To identify hit molecules for the macrodomain of SARS-CoV-2 Nsp3, we will use the V-Dock approach developed by our group. The V-dock approach uses deep learning models that predict the protein-ligand docking scores from SMILES strings using the docking results of a subset of the whole library instead of directly docking all ligands. We have already shown that protein-ligand docking scores can be accurately predicted from the SMILES representations. Thus, using the trained models makes ultra-fast virtual screening of a large virtual library possible. The Enamine REAL DB, with ~ 2B ligands provided by the organizers, will be used for all the following procedures. First, a random subset of 1 M ligands will be docked to the target binding site using three docking software, Autodock-vina, Autodock-GPU, and Glide. Based on the obtained docking results, the models that predict the docking scores from a SMILES string will be trained using multi-layer perceptron and graph-neural network architectures. This will enable ultra-fast virtual screening without actual docking calculations. Using the three docking score prediction models, the entire Enamine REAL DB will be screened. As a result, we will obtain the lists of top candidates estimated with the predicted Autodock-vina, Autodock-GPU, and Glide scores. Afterward, we will collect the union of the top 100,000 molecules from the three lists. The resulting merged top candidates will be considered the first candidate set and passed for actual docking and re-scoring.
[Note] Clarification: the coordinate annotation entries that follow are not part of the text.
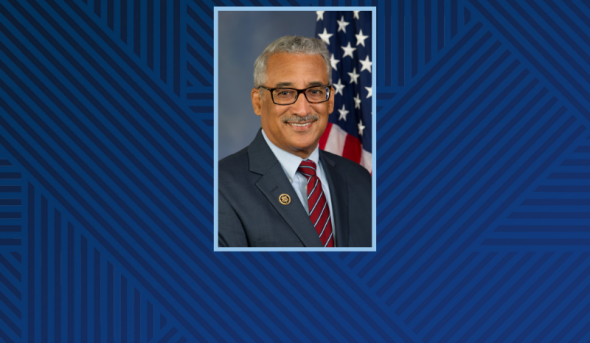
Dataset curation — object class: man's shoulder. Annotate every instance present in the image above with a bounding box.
[322,150,371,179]
[219,147,248,177]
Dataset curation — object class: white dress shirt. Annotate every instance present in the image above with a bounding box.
[262,130,336,242]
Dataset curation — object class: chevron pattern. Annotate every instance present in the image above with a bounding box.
[0,0,590,342]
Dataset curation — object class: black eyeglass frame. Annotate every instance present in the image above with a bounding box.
[258,85,332,106]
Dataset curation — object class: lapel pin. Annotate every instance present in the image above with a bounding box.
[279,194,291,205]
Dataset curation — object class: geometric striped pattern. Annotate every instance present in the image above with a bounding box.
[0,0,590,342]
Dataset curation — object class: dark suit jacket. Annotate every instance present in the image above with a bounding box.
[218,131,373,247]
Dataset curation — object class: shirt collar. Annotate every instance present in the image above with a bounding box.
[262,130,320,182]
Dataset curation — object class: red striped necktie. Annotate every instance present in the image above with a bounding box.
[297,160,334,247]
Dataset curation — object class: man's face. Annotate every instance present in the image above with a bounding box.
[251,53,334,158]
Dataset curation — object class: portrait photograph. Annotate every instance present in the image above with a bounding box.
[215,8,376,251]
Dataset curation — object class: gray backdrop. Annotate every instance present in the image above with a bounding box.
[217,11,316,159]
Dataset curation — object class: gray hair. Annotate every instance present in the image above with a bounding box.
[254,36,332,88]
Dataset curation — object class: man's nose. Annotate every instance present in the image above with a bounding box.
[291,93,311,116]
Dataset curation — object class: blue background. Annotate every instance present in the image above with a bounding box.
[0,0,590,342]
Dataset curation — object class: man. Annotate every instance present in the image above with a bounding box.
[218,36,372,248]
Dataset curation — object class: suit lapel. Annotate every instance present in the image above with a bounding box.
[320,150,350,247]
[248,131,324,247]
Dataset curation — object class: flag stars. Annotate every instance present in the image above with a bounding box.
[332,79,344,96]
[341,42,356,58]
[348,68,360,84]
[354,30,369,46]
[359,55,373,73]
[318,28,334,45]
[338,104,349,121]
[354,94,361,109]
[330,54,340,70]
[336,16,350,33]
[359,120,365,136]
[315,11,325,21]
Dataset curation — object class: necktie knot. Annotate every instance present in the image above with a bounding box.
[297,160,316,179]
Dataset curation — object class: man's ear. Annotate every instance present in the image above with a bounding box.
[250,88,262,116]
[328,86,336,114]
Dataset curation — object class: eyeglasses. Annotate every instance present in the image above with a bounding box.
[258,85,330,105]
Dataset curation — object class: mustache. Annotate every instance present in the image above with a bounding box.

The first candidates will be docked using Autodock-GPU. The resulting docked conformations will be re-scored using the two machine-learning-based scoring functions: AK-score-v2 (in preparation) and RTMscore (10.1021/acs.jmedchem.2c00991). AK-score-v2 is the second version of our in-house protein-ligand binding affinity prediction model. The score consists of two models: classification and regression model. The classification model predicts if a given protein-ligand complex structure is native-like, the validity of the structure. The regression model predicts the binding affinity of a given complex structure. Recently, we identified that re-scoring using AK-score-v2 improves the enrichment factor of top 1% by 10~20 times than using Autodock-vina score tested with the core-set of PDBBind. RTMscore is another graph neural network-based scoring scheme that predicts whether a given protein-ligand pair will bind based on a docked complex structure. Its screening power is one of the highest among the published scoring functions. The first candidates will be re-scored using AK-score-v2 and RTMscore. Finally, the top 100 molecules will be selected based on the average ranking of ligands using AK-score-v2 and RTMscore and will be submitted.
For hit optimization, we will fine-tune our AK-score-v2 model through transfer learning. Starting from the current AK-score-v2 parameters, the regression model parameters will be further updated using the experimental data provided by the organizers. This model will give us a target-specific scoring function. Additional 50 compounds will be further selected with this updated scoring function.